Within a few short years, nearly every TV show in Hollywood was posted using the Electronic Laboratory. The last holdout was Murder, She Wrote, whose post team wasn’t ready to take the plunge. “They came to me and said, ‘This is a really great concept, but we only have a year left to go, and we just don’t want to change,’” Cohen recalls with a smile. “That’s exactly what they did. After that show completed its run, every show used our Electronic Lab technology.” The workflow helped the industry take its first steps toward digital nonlinear editing systems such as Avid and Final Cut Pro, which have today almost completely replaced film and audio magnetic stock cutting in the movie industry. Cohen was honored with an Emmy for the achievement.

Cohen chalked up another major innovation when he helped spur hardware manufacturers to create the 24p high-definition (HD) format. In the 1990s, as HD broadcasting began to loom on the horizon, he foresaw a huge headache for content providers, who would have to produce their shows in many different formats to satisfy HD-broadcast requirements. He recalls, “ABC picked 720p/30 frames progressive, CBS and NBC wanted their shows in 1080i and no up-conversions, and Fox initially wanted its shows in 480p. We knew that wasn’t going to work, because we’d have to buy 720p, 1080i and 480p equipment, and we’d still need a boatload of regular NTSC equipment. Then there was the issue of foreign syndication, where you had to do a standards conversion. The existing quality of the conversions was really low.”

Cohen sat down with his engineers at LaserPacific to create a single mastering format that could be used to derive all of the different deliverables the studios required. “I came up with the idea of a telecine and videotape system that ran at 24 fps, the same as film, and 1080 lines, which was the highest quality. We also envisioned a special kind of progressive scan using the same 3:2 system as film-telecine pulldown. That made everything possible and practical. Sony was the key. They worked with us to create the gear we needed, and LaserPacific became the first post house capable of working in 1080/24p. We could make syndication copies for all of the formats without losing quality. That enabled the big studio moves into HD. Our first customer was CBS.”

Cohen not only spurred manufacturers to create the format, but also encouraged input from cinematographers and post technicians whose adoption of HD 24p would be critical to its success. “I called up George Spiro Dibie [ASC], who was then president of the International Cinematographers Guild, and said I wanted to put together some meetings to describe what we were doing and why,” recalls Cohen. “About 150 people, mostly cinematographers, showed up at the first meetings. As long as ASC members feel you have some understanding of what they do, and that you’re willing to adapt your system to enhance their toolkit rather than restrict it, you can get all the help you want.”

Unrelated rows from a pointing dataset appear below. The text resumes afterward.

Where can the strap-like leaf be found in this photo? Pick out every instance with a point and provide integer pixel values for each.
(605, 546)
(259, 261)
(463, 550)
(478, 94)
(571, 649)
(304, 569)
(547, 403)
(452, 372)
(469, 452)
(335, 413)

Cohen left LaserPacific in 2004 after the company was acquired by Kodak. He started a consulting firm, Entertech, which enables him to leverage his postproduction expertise on his own terms. He also teaches seminars at the University of California-Los Angeles, where, he says, he is often the one doing the learning. “If you’re going to teach something, it’s a really good idea to know your subject, even when you’re the foremost expert in your field,” he says with a chuckle. “When you do that, preparing to teach ends up being a learning experience.” (His most recent course offering was “Digital Intermediate for Motion Pictures.”)

Cohen says much of his success has resulted from his willingness to pay attention to the pros who use the gear. “They’re the people whose lives we touch. We should always take their concerns into consideration not only because it’s the right thing to do, but also because it results in something that works properly.”